# Duplo hurricane made by my kids



## Marcel (Nov 24, 2014)

My kids made a hurricane. Robin (10) and Kiran (5) build this hurricane with their old duplo bricks and I think they did a pretty good job. So this proud dad promised to put the pictures on the forum  Unfortunately the builders didn't want to be on the photo themselves...
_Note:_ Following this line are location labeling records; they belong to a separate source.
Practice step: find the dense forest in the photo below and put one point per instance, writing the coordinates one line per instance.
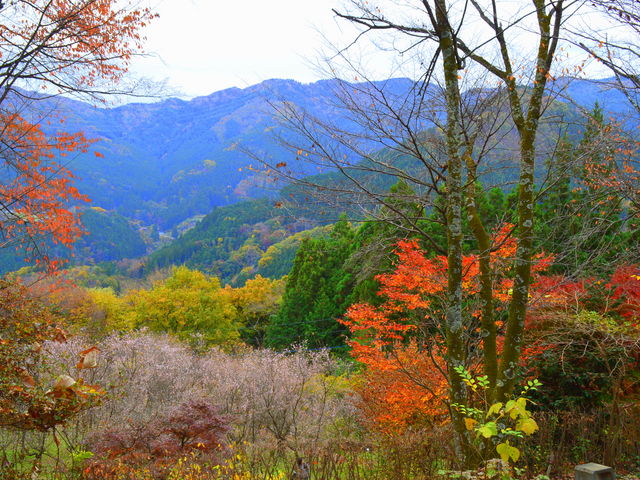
(435, 277)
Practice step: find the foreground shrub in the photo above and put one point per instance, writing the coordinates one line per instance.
(194, 429)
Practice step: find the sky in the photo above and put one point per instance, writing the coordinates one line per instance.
(201, 46)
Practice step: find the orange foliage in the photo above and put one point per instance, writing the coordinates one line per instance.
(32, 395)
(57, 46)
(34, 199)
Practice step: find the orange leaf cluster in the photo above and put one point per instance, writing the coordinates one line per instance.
(35, 194)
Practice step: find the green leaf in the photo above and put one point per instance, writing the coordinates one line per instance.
(517, 408)
(488, 430)
(507, 451)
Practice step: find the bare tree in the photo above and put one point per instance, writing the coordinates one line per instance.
(442, 139)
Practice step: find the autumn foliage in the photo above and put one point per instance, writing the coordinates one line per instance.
(34, 199)
(33, 394)
(56, 47)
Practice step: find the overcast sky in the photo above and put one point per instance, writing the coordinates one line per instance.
(202, 46)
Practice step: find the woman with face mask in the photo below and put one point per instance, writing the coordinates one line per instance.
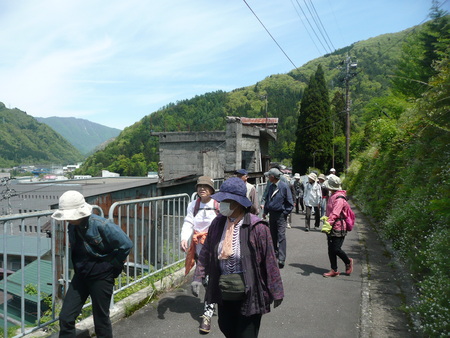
(238, 256)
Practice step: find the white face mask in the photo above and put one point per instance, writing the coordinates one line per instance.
(225, 209)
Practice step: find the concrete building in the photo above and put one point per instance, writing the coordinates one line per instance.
(244, 144)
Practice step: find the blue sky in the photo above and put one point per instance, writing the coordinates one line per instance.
(113, 62)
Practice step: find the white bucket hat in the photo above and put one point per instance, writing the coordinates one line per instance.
(72, 206)
(333, 183)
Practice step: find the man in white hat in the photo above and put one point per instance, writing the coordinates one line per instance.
(312, 199)
(98, 249)
(299, 189)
I think I will buy them a revel kit, next....

Reactions: Bacon Bacon:
4 | Like Like:
4 | Like List reactions


----------



## Wurger (Nov 24, 2014)

This is the first step towards modelling. Well done guys.


----------



## Capt. Vick (Nov 24, 2014)

Excellent effort!


----------



## Airframes (Nov 24, 2014)

Great stuff ! They've captured the 'hump-back' and wide-track undercarriage well - good eyes for detail for when they start on model kits !


----------



## herman1rg (Nov 24, 2014)

Pass the bacon to the children


----------



## Crimea_River (Nov 24, 2014)

Excellent!


----------



## vikingBerserker (Nov 24, 2014)

Very cool!


----------



## Lucky13 (Mar 9, 2015)

A Revell kit and sign them up on the forum mate!


----------



## Njaco (Mar 9, 2015)

excellent!!


----------



## Marcel (Mar 9, 2015)

Lucky13 said:


> A Revell kit and sign them up on the forum mate!
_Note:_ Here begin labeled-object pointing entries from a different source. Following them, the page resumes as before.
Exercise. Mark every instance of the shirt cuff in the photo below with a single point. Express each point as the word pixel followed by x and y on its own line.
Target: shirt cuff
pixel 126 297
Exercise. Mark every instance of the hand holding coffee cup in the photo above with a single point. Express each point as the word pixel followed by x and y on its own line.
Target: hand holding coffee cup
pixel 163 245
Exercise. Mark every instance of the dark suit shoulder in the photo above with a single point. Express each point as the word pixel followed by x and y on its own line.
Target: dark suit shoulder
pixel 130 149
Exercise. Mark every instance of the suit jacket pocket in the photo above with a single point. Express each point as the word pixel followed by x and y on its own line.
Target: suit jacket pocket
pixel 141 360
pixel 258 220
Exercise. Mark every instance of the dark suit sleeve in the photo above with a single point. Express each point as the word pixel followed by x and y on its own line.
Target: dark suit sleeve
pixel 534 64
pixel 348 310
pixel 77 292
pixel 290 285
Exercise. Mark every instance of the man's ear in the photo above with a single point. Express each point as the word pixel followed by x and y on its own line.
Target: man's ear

Well I could sign in Robin. He started reading daddy's warbird books about a year ago and now knows more then I do . Have to brush up on his English though


----------



## Gnomey (Mar 9, 2015)

Good effort!


----------



## Wayne Little (Mar 10, 2015)




----------



## Wurger (Mar 10, 2015)




----------



## Pisis (Aug 1, 2016)

That's really cool!


----------



## CommanderBounds (Sep 11, 2016)

Very Very well done, especially with the limitations of those chunky duplo blocks! I wish I had a picture of the Mustang I built with those a few years back.

Reactions: Like Like:
1 | Like List reactions


----------



## herman1rg (Sep 16, 2020)

And what are they building now?


----------